Nyx wasn't interested in reaching Silvani quickly.
She'd been unlucky enough to land in an empty courtyard beside an old stone structure that looked like a library. No students outside, no teachers, no one to play with. She walked slowly through the area, her dagger tapping against her leg in a rhythmic pattern.
"Come out, come out," she sang softly, checking behind statues and benches. "I just want to talk..."

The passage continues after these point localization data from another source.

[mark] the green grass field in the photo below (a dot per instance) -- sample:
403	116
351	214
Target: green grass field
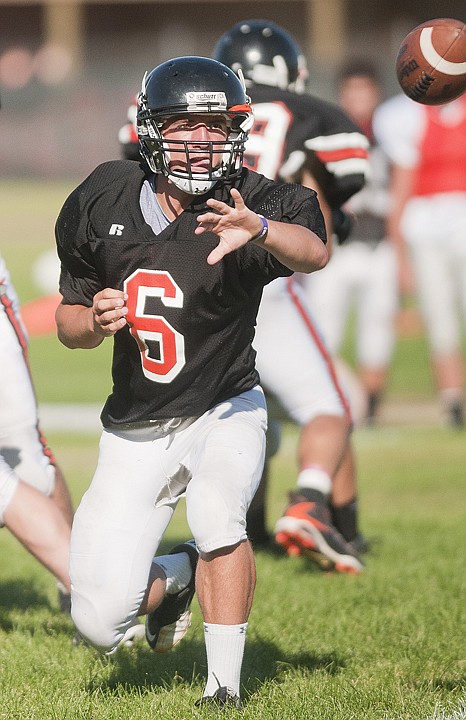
385	645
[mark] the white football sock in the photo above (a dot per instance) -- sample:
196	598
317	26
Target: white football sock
315	478
177	569
225	650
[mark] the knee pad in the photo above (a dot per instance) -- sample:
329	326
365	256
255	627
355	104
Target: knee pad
8	484
216	514
99	624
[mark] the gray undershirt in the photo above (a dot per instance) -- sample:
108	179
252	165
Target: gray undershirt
150	208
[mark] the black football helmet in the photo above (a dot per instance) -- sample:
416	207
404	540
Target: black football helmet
188	85
265	52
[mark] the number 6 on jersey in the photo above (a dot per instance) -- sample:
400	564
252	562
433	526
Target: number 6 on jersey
154	332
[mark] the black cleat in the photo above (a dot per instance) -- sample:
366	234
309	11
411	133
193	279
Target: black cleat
223	697
169	623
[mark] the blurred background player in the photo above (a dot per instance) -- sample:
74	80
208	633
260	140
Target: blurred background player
35	504
362	272
297	137
427	149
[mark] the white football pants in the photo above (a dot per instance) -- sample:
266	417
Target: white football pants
216	461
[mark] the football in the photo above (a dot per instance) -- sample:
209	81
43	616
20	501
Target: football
431	62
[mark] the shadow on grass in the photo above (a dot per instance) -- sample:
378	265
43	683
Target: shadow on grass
263	661
19	595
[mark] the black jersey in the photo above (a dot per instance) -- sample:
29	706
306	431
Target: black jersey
292	131
187	345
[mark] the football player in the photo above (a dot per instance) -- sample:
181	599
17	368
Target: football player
35	504
170	258
426	147
363	271
299	137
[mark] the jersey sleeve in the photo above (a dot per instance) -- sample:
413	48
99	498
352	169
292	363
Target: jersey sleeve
79	279
336	151
287	203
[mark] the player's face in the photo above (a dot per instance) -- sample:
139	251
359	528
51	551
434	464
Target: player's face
194	134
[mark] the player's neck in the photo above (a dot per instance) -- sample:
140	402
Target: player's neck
171	199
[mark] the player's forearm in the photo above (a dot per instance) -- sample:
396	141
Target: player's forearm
75	327
295	246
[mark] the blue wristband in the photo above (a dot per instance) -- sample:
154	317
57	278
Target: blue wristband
264	230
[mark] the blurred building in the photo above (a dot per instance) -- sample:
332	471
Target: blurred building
69	68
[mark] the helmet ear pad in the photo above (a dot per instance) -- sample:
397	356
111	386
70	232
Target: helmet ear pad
193	85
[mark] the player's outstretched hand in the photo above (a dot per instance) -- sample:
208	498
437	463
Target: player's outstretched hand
235	226
108	311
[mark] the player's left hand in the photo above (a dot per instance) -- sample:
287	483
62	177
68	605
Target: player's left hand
235	226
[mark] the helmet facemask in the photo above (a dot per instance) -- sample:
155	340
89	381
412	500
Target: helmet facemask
157	149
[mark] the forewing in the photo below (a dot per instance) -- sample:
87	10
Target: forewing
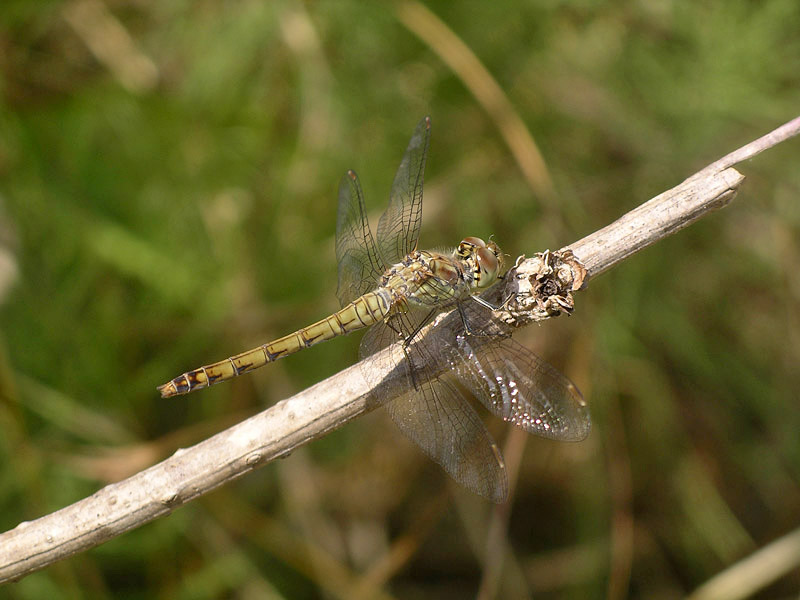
360	266
520	387
398	228
439	419
433	412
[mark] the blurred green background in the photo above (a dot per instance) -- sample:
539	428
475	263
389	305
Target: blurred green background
168	175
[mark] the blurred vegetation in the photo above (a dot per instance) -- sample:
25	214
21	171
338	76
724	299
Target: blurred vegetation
168	176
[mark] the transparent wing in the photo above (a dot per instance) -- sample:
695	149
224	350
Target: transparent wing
515	384
360	266
398	228
439	419
435	414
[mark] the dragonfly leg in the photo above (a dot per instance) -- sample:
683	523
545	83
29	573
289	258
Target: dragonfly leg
483	332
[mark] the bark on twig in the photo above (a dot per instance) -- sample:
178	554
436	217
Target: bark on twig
341	398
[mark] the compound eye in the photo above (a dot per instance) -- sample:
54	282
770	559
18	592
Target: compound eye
468	245
488	265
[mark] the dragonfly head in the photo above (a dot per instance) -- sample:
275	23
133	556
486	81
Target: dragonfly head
483	260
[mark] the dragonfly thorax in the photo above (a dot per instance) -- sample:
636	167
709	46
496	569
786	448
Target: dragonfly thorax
482	262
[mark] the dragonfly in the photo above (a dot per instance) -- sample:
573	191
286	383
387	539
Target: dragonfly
449	357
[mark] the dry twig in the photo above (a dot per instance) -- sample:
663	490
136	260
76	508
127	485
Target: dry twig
277	431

A sound from inside the library made her pause. Her head tilted, smile widening.
"Oh, there you are."
She pushed open the library doors, humming to herself.
The other corruption-controlled mages simply wandered the grounds, trying to find their way to Silvani with varying degrees of success. Some crashed through windows. Others got lost in storage rooms. A few actually made progress, though they left trails of corruption wherever they stepped.
Back on the walls, academy defenders were holding the line.
The corruption tendrils had breached the outer barrier in three places, but they weren't advancing further. Teachers formed defensive lines, coordinating their magic in practiced patterns. Fire spells burned back the corruption, earth magic reinforced weak points, and barriers compartmentalized the breaches.
"Secondary barrier holding!" someone called out.
"Keep rotation tight! Don't let anyone drain their reserves!"
The defenders were managing, but it was a strain. The corruption wasn't behaving like a mindless force. Every time they burned it back, it adapted. When they used fire, it spread wider and thinner to avoid the heat. When they reinforced with earth magic, it concentrated into denser spikes trying to pierce through.
Whoever was controlling this understood defensive magic theory.
"It's learning our patterns," one professor muttered, sweat beading on her forehead as she maintained a barrier. The corruption pressed against it, not trying to break through by force but testing different angles, searching for fluctuations in her mana flow.
"Don't let it touch you directly!" another voice warned. "It devours mana on contact!"
A younger teacher had gotten too close. The corruption had latched onto his barrier, and within seconds the magical construct was dissolving, being consumed and converted. He stumbled back, another mage stepping in to cover the gap.
"Where the hell is Emberheart when you need him?" someone asked, frustration clear in their voice. "This would be so much easier with proper fire support."
But Emberheart wasn't at the walls. He was exactly where he needed to be, maintaining the frozen seal on a different threat entirely.
The defenders were competent, coordinated, holding their ground.
But they couldn't push forward. Couldn't reclaim what had been breached. And slowly, methodically, the corruption was learning.
The academy was under siege, and the real battle was only just beginning.